La ville de Grenoble va bientot fermer trois maisons de retraite parce qu'elles coutent trop cher !



Nous ne sommes pas au bout de nos peines, car les décisions politiques actuelles ne vont pas dans le sens d'une augmentation de moyens, malgré l'illusion donnée par le "plan Alzheimer" du président.

La France est actuellement confrontée à une pénurie de places en maisons de retraite. Mais dans le même temps, pour améliorer les conditions de séjour, il serait bon de multiplier les petites structures, proches du cadre de vie habituel des résidents, en les dotant d'un personnel suffisant, et qualifié... Alors oui, ça coûte plus cher, mais cet effort n'est-il pas envisageable pour des citoyens qui en leur temps ont travaillé et rendu service à la collectivité ?

Fin 2009, la ville de Grenoble fermera l'établissement des "Delphinelles", parce que son fonctionnement n'est pas suffisamment rentable.

Je suis d'autant plus révoltée qu'il s'agit d'un des rares exemples de structure à taille humaine (trois unités de quartier accueillant entre 19 et 25 résidents chacune).

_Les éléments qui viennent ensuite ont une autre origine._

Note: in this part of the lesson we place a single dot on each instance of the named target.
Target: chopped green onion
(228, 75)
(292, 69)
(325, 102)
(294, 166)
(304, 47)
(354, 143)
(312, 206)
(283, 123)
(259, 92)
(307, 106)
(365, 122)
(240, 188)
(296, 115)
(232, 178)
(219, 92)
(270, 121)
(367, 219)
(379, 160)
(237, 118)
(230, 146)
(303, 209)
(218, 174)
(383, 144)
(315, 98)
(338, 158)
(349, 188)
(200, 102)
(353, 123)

Pour y avoir effectué plusieurs remplacements, l
’ambiance y est plutôt conviviale, et les résidents sont dans l’ensemble satisfaits des prestations. Mais cet argument ne pèse apparemment pas bien lourd...

Le futur consiste t'il dans la construction "d'usines gériatriques", qui risquent fort de devenir des mouroirs ? 

Tout aussi inquiétant, où nous mènera cette logique selon laquelle les citoyens ne créant plus de richesses ne méritent pas que leur soient octroyés les moyens de vivre dans la dignité la plus élémentaire ? 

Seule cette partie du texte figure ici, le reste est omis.